Macro by Mark graphs can support teaching, research drafts, policy memos, and professional analysis. They do not remove the need to state the model, assumptions, data source, and limits of inference.
The main question is not whether a graph looks publication-ready. The question is what the graph is evidence for.
Theoretical Model Graphs
Theory-based model graphs show analytical structure: equilibrium, comparative statics, transition behavior, and scenario logic. They are appropriate for:
- Teaching a model.
- Explaining a theoretical mechanism.
- Showing a comparative-static result.
- Preparing a clean figure for a paper section that already states the model.
They are not empirical evidence by themselves. A theory graph does not estimate a coefficient, prove a policy worked, or validate a forecast.
When using a theory graph in a paper, cite Macro by Mark for the figure if exported from the site, and cite the underlying model literature for the theory.

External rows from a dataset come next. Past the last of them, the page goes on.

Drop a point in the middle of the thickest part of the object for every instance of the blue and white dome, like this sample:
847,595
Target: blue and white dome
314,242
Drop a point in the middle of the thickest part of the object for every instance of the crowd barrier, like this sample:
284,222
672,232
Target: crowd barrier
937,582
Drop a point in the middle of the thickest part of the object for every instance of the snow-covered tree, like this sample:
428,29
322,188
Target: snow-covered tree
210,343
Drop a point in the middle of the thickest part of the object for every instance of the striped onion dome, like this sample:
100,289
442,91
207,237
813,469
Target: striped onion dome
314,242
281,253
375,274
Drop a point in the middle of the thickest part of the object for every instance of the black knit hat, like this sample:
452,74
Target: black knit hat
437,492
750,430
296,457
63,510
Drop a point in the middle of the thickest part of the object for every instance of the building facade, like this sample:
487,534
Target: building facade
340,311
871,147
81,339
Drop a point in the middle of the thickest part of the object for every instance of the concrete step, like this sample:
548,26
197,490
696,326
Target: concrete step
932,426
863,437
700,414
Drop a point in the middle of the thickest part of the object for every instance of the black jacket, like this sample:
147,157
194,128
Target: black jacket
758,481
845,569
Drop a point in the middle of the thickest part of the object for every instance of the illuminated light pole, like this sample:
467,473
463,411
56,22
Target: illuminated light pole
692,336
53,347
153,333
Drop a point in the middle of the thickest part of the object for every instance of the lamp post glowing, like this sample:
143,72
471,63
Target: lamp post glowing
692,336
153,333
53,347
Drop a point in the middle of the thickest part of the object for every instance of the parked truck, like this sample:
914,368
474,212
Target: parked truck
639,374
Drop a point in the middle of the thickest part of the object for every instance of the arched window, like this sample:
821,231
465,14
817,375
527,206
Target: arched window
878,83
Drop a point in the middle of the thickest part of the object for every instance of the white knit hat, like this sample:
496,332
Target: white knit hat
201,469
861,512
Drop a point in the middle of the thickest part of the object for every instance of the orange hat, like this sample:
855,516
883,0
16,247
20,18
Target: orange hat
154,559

Simulator and Reference-Model Graphs
Simulator graphs show model-generated paths under a specified structure and parameter set. These can be useful for:
- Comparing scenarios.
- Demonstrating dynamics.
- Stress-testing intuition.
- Teaching why a shock path may jump, kink, decay, overshoot, or converge.
They should be labeled as simulation output unless the route explicitly documents an estimated empirical run. A stylized simulation is not a measured fact.
Empirical Data Charts
Empirical charts are only as strong as their data provenance. For official or provider-backed data, cite the provider and the relevant methodology, release, or series identifier.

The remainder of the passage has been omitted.